L'idée est de reproduire le "format Saint-Denis", en référence à la rencontre transpartisane inédite initiée par Emmanuel Macron fin août en banlieue parisienne pour échanger avec les oppositions. A l'époque, le débat sur la situation internationale avait duré plusieurs heures et l'entourage présidentiel s'était félicité d'une "convergence majeure de tous les partis sur notre politique de soutien à l'Ukraine".
Or, explique l'Elysée, le chef de l'Etat veut favoriser "l'unité de la Nation" au moment où, selon un sondage de l'institut Elabe pour BFMTV, 68% des Français pensent que ce conflit représente un risque de tensions en France.
Un risque pris au sérieux par l'exécutif, qui avait recensé mardi une cinquantaine d'"actes antisémites" en 48 heures.
Le porte-parole du gouvernement Olivier Véran a appelé mercredi à ne pas "importer le conflit sur notre sol".
- Polémique LFI -
Depuis le week-end, les ministres sont à la manoeuvre pour montrer qu'ils font tout pour éviter des répercussions hexagonales.
A l'Intérieur, Gérald Darmanin a renforcé la sécurité près des lieux de culte et établissements scolaires juifs et a demandé "l'expulsion immédiate" des auteurs étrangers d'actes antisémites. A l'Education, Gabriel Attal a promis d'être "intraitable" pour garantir "la sécurité et la sérénité". Et à la Justice, Eric Dupond-Moretti a signé une circulaire appelant les juridictions à la "fermeté" face à "l'apologie du terrorisme".
La France, par la voix d'Emmanuel Macron, a fermement condamné les "attaques terroristes perpétrées par le Hamas" et affirmé son "plein soutien" à Israël ainsi que son "attachement" à son "droit à se défendre".
Une condamnation globalement reprise par la classe politique, mais avec des nuances, parfois de taille.

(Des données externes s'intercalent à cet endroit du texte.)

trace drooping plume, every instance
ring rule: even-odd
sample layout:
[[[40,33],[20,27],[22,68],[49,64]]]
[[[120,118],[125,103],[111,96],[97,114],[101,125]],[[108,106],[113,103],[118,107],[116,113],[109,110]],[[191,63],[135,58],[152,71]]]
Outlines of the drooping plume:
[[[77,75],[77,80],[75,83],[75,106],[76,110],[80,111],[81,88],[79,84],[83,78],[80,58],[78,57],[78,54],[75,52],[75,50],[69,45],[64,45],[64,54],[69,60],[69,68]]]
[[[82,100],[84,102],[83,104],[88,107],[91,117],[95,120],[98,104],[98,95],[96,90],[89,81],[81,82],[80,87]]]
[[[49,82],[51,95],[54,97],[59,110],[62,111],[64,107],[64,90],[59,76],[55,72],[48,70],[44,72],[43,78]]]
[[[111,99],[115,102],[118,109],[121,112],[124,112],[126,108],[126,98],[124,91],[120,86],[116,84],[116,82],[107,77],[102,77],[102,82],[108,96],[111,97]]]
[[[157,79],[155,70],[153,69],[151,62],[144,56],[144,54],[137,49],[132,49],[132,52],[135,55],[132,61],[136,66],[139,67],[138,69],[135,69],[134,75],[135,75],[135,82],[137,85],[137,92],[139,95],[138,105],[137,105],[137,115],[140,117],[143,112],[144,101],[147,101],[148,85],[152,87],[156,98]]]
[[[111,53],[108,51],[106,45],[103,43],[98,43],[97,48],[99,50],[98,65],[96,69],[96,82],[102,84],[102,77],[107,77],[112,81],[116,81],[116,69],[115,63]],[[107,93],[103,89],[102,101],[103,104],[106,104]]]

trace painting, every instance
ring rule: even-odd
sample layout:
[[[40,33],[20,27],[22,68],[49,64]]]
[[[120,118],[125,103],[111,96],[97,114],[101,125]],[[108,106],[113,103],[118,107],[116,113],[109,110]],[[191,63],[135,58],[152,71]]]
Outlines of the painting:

La France insoumise est ainsi mise à l'index, y compris par ses alliés de gauche, pour une position jugée ambiguë au sujet du Hamas. La formation de la gauche radicale a refusé de qualifier directement l'organisation de "terroriste" et a condamné des "crimes de guerre" perpétrés selon elle à la fois par le mouvement islamiste et l'armée israélienne.
Au-delà de cette polémique qui a aggravé la crise déjà ouverte avec ses alliés de la Nupes, une partie de la gauche a reproché au chef de l'Etat un soutien trop inconditionnel au gouvernement israélien malgré une riposte militaire qui s'annonce très dure.
Mercredi, Olivier Véran a appelé à "éviter la situation d'escalade", "protéger les civils". La France souhaite "une résolution politique du conflit" pour "la recherche d'une paix durable", a plaidé le porte-parole du gouvernement.
Autre fissure, à droite, le président de LR Eric Ciotti va demander jeudi "la suspension de l'aide à l'Autorité palestinienne". Alors qu'Emmanuel Macron s'est déjà dit défavorable à tout arrêt de l'aide au développement.